Si el pasado 25 de mayo transcurrió en toda España con absoluta normalidad y con la sensación compartida de que la democracia está definitivamente asentada en nuestro país, donde se respetan todas las opciones políticas, ayer la banda terrorista ETA volvió a distorsionar este paisaje actuando de la única manera en que sabe hacerlo: matando.

La tranquila localidad navarra de Sangüesa sufrió una conmoción al ver cómo un coche de la Policía Nacional saltaba por los aires por efecto de una potente bomba adosada en sus bajos. Como consecuencia morían en el acto dos de sus ocupantes, mientras un tercero resultaba herido gravísimo, así como un trabajador que se encontraba en las cercanías del atentado.

Nuevamente ETA entra en nuestras vidas, cuando algunos apuntaban ya la posibilidad de una tregua de facto, pues desde el pasado 8 de febrero no había cometido ningún acto terrorista. Pero no, nada más lejos. Seguramente lo que ETA pretendía con ese prolongado silencio era apoyar a sus candidatos electorales, a sabiendas de que la violencia no haría sino añadir votos a las opciones políticas pacíficas. Por eso, una vez concluida la campaña electoral y celebradas las primeras elecciones sin aspirantes abertzales, el ruido de las armas ha vuelto a dejarse oír.

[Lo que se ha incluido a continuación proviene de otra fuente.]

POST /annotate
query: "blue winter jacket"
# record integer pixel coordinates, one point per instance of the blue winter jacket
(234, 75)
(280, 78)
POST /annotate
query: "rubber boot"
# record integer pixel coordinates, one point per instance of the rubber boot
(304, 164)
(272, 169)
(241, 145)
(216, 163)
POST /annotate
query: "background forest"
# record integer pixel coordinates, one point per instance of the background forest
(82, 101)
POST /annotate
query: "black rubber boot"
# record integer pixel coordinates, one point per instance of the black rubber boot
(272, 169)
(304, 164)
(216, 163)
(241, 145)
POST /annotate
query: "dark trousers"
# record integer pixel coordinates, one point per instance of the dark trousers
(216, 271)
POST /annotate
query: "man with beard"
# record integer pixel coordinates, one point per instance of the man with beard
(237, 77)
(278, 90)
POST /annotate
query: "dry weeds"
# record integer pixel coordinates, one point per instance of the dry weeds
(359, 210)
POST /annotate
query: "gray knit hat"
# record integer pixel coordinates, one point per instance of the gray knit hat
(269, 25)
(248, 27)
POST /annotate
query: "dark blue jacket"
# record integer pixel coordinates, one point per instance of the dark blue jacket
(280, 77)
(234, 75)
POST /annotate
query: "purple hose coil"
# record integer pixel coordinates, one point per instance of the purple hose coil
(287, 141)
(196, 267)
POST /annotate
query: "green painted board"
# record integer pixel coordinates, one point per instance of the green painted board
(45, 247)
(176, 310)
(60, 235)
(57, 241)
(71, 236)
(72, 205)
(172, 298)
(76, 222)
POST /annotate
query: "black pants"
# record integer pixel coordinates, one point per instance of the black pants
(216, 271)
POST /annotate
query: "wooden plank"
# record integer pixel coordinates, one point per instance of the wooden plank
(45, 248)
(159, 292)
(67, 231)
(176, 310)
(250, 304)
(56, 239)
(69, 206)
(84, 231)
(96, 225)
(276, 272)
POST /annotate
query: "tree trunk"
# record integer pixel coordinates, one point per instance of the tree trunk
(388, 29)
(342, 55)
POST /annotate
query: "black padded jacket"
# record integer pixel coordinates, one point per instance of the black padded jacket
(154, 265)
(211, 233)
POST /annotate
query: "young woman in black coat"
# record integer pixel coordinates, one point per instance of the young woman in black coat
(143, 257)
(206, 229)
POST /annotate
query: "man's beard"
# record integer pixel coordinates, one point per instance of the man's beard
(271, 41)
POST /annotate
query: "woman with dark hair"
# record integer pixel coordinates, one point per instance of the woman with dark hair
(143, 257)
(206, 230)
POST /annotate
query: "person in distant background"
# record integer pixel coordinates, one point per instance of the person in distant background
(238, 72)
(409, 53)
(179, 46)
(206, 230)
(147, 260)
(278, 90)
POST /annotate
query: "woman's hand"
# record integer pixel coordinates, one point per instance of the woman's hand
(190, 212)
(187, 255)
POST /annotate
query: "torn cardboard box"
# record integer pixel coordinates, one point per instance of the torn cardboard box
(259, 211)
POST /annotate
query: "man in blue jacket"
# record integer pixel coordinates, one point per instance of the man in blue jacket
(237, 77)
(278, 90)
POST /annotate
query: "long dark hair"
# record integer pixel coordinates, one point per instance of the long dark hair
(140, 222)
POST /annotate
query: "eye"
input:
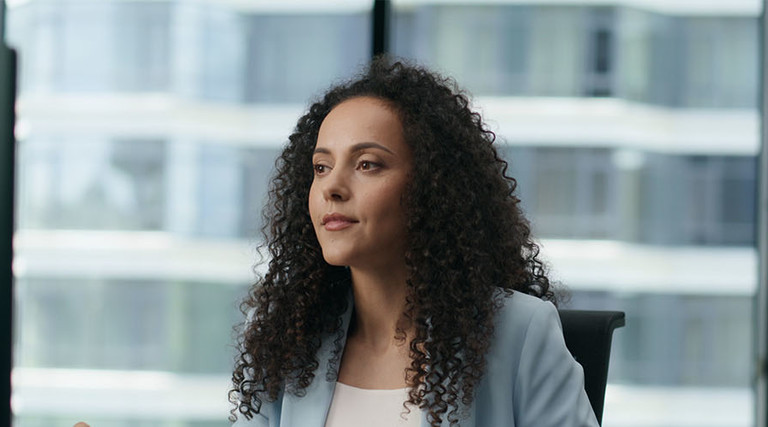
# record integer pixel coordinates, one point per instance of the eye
(367, 165)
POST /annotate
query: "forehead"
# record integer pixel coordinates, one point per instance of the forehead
(362, 119)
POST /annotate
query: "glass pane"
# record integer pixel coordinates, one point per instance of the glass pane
(633, 133)
(147, 132)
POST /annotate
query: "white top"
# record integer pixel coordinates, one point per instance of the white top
(354, 407)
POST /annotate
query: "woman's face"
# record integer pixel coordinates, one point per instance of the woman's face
(361, 165)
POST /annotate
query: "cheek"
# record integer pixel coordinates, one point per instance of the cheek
(312, 202)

La condena ha sido casi unánime y sólo Otegi ha sido capaz de acusar a otros -al Gobierno central- de un crimen del que únicamente hay un culpable: ETA y quienes le apoyan. Así que se impone continuar con la actual política de persecución policial y cooperación internacional para debilitar aún más a esta banda de asesinos que no persiguen más que causar dolor y desestabilizar en la medida de lo posible la convivencia en el País vasco.